Our next trip home was when I was about 3½ and Barbara was then about 6½, and this was the occasion on which she was left at home and I was taken back to Burma. Poor Barbara was left at boarding school from the age of 6½ and she seldom saw our parents except on their brief visits home every three years.
The boarding school Jack and Guli had chosen was Portsdown Lodge Preparatory School in Cooden, situated on the coast in Sussex just outside Bexhill, about halfway between Eastbourne and Hastings. Guli and Sheila left for Burma on 1 June 1934, leaving Barbara to spend the summer with her aunt Margery (Guli's elder sister) until the start of the school term in September. Jack and Guli had also arranged that Barbara would spend the school holidays with Margery. Apparently Margery offered to do this, so it is possible that this influenced Jack and Guli's decision to send Barbara to school in England.
Guli made a third trip home the next year (1935) which Sheila does not mention, probably because the two were so close together. Once again Jack remained in Burma, but this time Guli had the young Robin (born the previous September) with her.
The Penultimate Visit - 1937
The last visit home before the war was in 1937. Sheila remembered it vividly, and with good reason!
We had one more trip to England when I was 7. On this occasion it was planned to leave me at home in England with Barbara at boarding school, but I kicked up such a fuss and made so much of my miseries at the thought of being left behind that my parents relented and took me back with them.
Sheila does not provide any further details about this remarkable change of mind by her parents. Presumably both Barbara and Margery would have been anticipating Sheila's arrival. I imagine that Barbara in particular would have been eagerly looking forward to having Sheila's company at school. She would be able to show her the ropes, and generally be the experienced older sister. Suddenly and without warning all this was denied her. Perhaps it is not surprising that she still referred to this experience with bitterness at the age of 70.
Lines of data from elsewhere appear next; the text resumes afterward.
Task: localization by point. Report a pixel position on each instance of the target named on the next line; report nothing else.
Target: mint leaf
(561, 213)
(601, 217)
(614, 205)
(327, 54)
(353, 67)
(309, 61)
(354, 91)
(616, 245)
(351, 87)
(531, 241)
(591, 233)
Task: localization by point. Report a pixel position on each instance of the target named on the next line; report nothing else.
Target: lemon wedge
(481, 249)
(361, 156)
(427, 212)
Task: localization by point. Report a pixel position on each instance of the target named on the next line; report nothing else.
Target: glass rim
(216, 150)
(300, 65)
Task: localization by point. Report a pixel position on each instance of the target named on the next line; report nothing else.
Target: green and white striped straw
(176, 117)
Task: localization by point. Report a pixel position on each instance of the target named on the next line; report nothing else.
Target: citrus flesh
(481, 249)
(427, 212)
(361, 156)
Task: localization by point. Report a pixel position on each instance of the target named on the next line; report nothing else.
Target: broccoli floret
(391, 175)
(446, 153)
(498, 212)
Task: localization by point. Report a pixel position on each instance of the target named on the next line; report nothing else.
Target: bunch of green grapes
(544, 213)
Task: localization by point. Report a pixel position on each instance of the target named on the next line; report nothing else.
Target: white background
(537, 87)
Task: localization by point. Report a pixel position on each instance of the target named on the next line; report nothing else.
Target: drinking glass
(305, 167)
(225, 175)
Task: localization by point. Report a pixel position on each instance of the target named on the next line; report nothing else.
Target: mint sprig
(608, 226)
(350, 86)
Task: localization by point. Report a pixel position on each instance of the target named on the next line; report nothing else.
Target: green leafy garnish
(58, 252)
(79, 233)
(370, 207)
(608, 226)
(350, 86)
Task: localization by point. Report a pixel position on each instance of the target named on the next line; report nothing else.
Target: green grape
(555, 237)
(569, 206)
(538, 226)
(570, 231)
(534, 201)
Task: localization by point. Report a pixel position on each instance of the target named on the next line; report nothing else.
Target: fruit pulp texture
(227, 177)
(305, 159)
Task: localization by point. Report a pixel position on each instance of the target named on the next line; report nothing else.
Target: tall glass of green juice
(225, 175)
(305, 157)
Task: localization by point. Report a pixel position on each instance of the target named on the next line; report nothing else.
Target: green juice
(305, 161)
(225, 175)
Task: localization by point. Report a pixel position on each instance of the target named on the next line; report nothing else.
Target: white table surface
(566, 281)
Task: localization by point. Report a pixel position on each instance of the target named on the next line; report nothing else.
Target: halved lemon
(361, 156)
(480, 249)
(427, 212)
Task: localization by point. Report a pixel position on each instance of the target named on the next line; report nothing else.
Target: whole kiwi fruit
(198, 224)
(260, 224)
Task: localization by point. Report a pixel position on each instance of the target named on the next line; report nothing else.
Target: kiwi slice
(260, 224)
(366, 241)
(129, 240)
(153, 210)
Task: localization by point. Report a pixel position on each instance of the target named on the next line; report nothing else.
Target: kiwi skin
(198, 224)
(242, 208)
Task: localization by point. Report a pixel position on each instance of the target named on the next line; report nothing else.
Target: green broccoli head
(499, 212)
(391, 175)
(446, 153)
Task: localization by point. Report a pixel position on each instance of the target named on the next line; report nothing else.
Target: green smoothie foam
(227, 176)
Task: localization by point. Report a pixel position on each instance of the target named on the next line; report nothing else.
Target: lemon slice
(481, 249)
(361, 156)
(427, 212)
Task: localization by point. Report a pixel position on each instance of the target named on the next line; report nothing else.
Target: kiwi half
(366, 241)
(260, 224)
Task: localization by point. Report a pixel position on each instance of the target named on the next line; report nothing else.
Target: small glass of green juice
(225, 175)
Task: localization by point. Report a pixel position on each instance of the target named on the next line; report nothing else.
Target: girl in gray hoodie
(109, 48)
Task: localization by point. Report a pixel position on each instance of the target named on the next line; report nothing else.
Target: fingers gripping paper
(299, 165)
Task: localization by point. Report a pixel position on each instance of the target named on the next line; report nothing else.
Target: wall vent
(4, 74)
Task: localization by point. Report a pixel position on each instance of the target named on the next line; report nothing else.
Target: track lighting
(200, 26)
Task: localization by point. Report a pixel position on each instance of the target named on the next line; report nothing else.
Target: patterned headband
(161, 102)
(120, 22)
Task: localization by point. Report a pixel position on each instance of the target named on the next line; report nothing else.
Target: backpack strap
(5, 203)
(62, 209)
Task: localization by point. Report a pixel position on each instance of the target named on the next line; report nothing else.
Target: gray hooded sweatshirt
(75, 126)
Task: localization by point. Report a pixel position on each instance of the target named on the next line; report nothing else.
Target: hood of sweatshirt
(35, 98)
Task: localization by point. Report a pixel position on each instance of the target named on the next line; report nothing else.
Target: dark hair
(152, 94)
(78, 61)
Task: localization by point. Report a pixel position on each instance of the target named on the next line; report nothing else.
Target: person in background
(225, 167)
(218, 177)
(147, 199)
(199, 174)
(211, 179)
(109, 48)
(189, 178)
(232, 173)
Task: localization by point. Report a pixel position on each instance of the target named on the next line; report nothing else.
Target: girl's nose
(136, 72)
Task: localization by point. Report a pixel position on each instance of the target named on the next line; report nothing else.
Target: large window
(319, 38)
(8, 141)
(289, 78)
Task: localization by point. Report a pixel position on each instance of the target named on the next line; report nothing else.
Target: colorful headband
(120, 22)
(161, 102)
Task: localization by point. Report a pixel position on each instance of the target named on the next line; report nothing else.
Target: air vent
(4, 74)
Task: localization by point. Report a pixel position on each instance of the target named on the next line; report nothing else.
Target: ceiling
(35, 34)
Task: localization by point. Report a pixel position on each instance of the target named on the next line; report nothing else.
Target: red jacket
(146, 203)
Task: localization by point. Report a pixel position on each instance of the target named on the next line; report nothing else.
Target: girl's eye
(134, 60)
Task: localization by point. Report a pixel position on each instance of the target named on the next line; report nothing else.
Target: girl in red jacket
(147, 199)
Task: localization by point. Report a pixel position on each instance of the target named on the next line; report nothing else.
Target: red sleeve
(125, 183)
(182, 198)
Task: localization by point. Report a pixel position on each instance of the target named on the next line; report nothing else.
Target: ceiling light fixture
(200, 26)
On this particular occasion we paid visits to many family members, including the Great Aunts in Bristol, and we also went across to France for a holiday at St Lunaire in Brittany. But most of the holidays we spent at a very, very old mediaeval farm called Bowstridge Farm near Chalfont St Giles, which was fairly close to Gerrards Cross where my Aunt Margery lived in her little bungalow which was the base for all our family holidays for many years, and where Barbara always spent her holidays from school. I remember our trip to Bowstridge Farm particularly, because it was while we there that we heard the news of the abdication of Edward VIII, and I remember how distressed my parents were because they felt he was being pushed out by the establishment because he would not give up Mrs Simpson, the woman he loved, who was a divorcee. The abdication crisis loomed very large on that trip home and there was a great deal of discussion by the adults, who all took different sides in the matter. I remember my father was very pro the Duke of Windsor, as he became.
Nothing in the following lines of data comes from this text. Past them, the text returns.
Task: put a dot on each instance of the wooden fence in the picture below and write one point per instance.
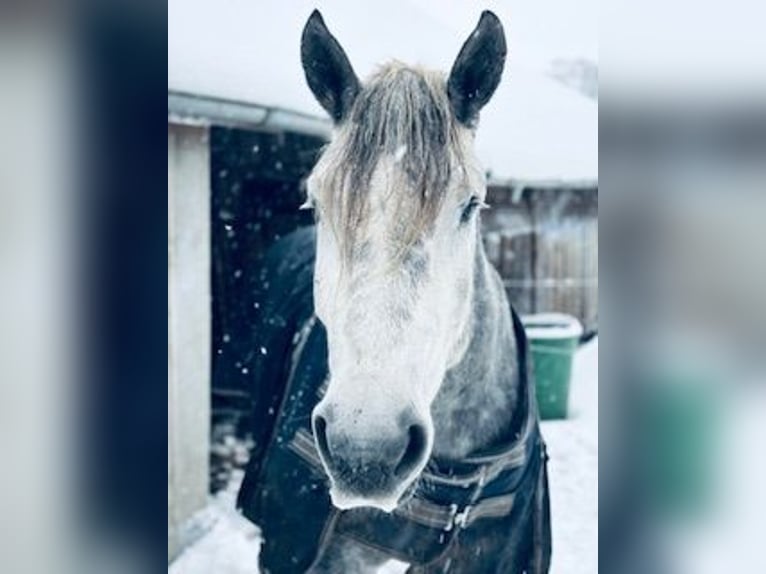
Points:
(544, 243)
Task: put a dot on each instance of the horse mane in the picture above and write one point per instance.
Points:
(404, 113)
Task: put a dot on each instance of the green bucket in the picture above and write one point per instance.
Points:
(553, 339)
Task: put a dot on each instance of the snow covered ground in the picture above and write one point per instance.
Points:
(231, 543)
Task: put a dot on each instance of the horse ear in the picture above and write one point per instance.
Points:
(328, 72)
(477, 70)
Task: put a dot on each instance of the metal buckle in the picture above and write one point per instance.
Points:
(461, 519)
(452, 514)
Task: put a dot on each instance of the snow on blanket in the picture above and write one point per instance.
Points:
(231, 544)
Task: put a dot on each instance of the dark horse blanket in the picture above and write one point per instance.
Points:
(487, 513)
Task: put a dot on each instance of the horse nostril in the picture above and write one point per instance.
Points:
(320, 434)
(413, 454)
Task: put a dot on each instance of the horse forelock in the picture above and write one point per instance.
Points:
(402, 113)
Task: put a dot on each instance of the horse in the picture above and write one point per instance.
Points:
(404, 426)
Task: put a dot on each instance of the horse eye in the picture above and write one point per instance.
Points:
(308, 204)
(469, 209)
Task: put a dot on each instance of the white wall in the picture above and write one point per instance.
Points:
(189, 325)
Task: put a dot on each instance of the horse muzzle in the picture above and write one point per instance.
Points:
(369, 462)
At the end of 1937 we went back once more to Burma on board ship. It must have been in 1937 because I remember that we went through Spanish waters during the Civil War there, and that all the watertight doors on board had to be shut. On that occasion my mother, Robin and I were on our way to the bathroom when the watertight doors shut, and we were locked the other side from our cabins and had to return, complete with sponge bags and dressing gowns through the first class dining room, where they had already started their meal. It was quite embarrassing, but my mother carried it off with her usual aplomb, sailing through ahead of us in her Chinese dressing gown with dragons on it, holding us by the hand, and with towels and sponge bags etc clattering along with us all.